Sydney Dobell has some good mountain verse; and if we had not already burdened this chapter with quotations we should have borrowed from those descriptions in which Morris clearly recalls the savage volcanic scenery of Iceland. Swinburne, in the lines beginning—
“Me the snows
That face the first of the morning”—
has touched some of the less obvious spells of hill region with his own unerring instinct for beauty.
F. W. H. Myers in eight lines has said all that need be said when the hills have claimed the ultimate penalty—
“Here let us leave him: for his shroud the snow,
For funeral lamps he has the planets seven,
For a great sign the icy stair shall go
Between the stars to heaven.
One moment stood he as the angels stand,
High in the stainless eminence of air.
The next he was not, to his fatherland
Translated unaware.”
Mrs. Holland has written, as a dedication for a book of Alpine travel, lines which have the authentic note; and Mr. Masefield in a few verses has caught the savage aloofness of the peaks better than most mountaineers in pages of redundant description.
The contrast is rather too marked between the work of those who loved mountains without climbing them and the literature of the professional mountaineers. Even writers like Mr. Kipling, who have only touched mountains in a few casual lines, seem to have captured the mountain atmosphere more successfully than many a climber who has devoted articles galore to his craft. Of course, Mr. Kipling is a genius and the average Alpine writer is not; but surely one might not unreasonably expect a unique literature from those who know the mountains in all their changing tenses, and who by service of toil and danger have wrung from them intimate secrets unguessed at by those who linger outside the shrine.
Mountaineering has, of course, produced some great literature. There is Leslie Stephen, though even Stephen at his best is immeasurably below Ruskin’s finest mountain passages. But Leslie Stephens are rare in the history of Alpine literature, whereas the inarticulate are always with us.

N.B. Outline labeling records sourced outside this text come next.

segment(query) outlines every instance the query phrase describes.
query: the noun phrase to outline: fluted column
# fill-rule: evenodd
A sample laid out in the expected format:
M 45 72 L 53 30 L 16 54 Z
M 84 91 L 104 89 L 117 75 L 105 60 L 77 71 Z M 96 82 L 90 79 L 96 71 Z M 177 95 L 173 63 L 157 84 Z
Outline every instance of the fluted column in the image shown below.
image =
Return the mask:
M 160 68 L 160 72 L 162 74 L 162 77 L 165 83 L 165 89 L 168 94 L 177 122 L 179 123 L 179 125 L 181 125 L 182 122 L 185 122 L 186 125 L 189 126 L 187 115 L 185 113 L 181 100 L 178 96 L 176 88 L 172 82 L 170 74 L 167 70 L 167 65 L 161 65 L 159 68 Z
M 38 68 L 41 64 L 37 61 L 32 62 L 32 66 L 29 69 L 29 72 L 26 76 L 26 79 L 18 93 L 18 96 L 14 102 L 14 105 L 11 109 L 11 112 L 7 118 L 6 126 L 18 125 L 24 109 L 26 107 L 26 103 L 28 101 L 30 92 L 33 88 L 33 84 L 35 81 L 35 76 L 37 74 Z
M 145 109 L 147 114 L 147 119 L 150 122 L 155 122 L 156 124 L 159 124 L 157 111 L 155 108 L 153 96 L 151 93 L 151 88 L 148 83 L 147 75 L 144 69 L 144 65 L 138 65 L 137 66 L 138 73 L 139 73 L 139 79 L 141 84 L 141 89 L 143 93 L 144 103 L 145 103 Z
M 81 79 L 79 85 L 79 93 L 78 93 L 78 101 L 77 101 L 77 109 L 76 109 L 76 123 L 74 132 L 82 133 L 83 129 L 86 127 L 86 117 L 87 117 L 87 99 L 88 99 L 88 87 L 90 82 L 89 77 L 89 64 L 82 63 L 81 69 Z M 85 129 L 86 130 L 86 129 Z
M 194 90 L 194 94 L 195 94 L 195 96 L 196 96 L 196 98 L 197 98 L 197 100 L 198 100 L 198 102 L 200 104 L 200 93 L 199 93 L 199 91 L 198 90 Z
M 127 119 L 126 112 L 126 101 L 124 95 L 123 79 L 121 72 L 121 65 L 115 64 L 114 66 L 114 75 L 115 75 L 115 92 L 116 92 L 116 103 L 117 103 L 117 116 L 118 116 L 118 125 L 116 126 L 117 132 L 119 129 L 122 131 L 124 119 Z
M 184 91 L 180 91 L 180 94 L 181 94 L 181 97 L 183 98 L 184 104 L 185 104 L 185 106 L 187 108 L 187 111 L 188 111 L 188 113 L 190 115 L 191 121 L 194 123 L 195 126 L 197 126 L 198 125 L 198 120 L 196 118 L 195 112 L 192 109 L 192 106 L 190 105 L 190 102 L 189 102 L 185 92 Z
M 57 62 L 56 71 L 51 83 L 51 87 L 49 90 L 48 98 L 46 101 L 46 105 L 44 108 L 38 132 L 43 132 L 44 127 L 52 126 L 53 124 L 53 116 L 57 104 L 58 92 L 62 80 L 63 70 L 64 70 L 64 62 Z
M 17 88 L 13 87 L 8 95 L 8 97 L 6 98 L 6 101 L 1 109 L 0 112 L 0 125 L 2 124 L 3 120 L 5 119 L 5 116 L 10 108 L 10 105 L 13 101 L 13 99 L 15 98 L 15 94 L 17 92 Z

In some ways, the man who can worship a mountain without wishing to climb it has a certain advantage. He sees a vision, where the climber too often sees nothing but a variation route. The popular historian has often a more vivid picture of a period than the expert, whose comprehensive knowledge of obscure charters sometimes blinds him to the broad issues of history. Technical knowledge does not always make for understanding. The first great revelation of the mountains has a power that is all its own. To the man who has yet to climb, every mountain is virgin, every snow-field a mystery, undefiled by traffic with man. The first vision passes, and the love that is based on understanding supplants it. The vision of unattainable snows translates itself into terms of memory—that white gleam that once belonged to dreamland into an ice-wall with which you have wrestled through the scorching hours of a July afternoon. You have learned to spell the writing on the wall of the mountains. The magic of first love, with its worship of the unattainable, is too often transformed into the soberer affection founded, like domestic love, on knowledge and sympathy; and the danger would be greater if the fickle hills had not to be wooed afresh every season. Beyond the mountain that we climb and seem to know, lurks ever the visionary peak that we shall never conquer; and this unattainable ideal gives an eternal youth to the hills, and a never-failing vitality to our Alpine adventure. Yet when we begin to set down our memories of the mountains, it seems far easier to recall those objective facts, which are the same for all comers, the meticulous details of route, the conditions of snow and ice, and to omit from our epic that subjective vision of the mountain, that individual impression which alone lends something more than a technical interest to the story of our days among the snow. And so it is not altogether surprising that the man who has never climbed can write more freely and more fully of the mountains, since he has no expert knowledge to confuse the issue, no technical details to obscure the first fine careless rapture.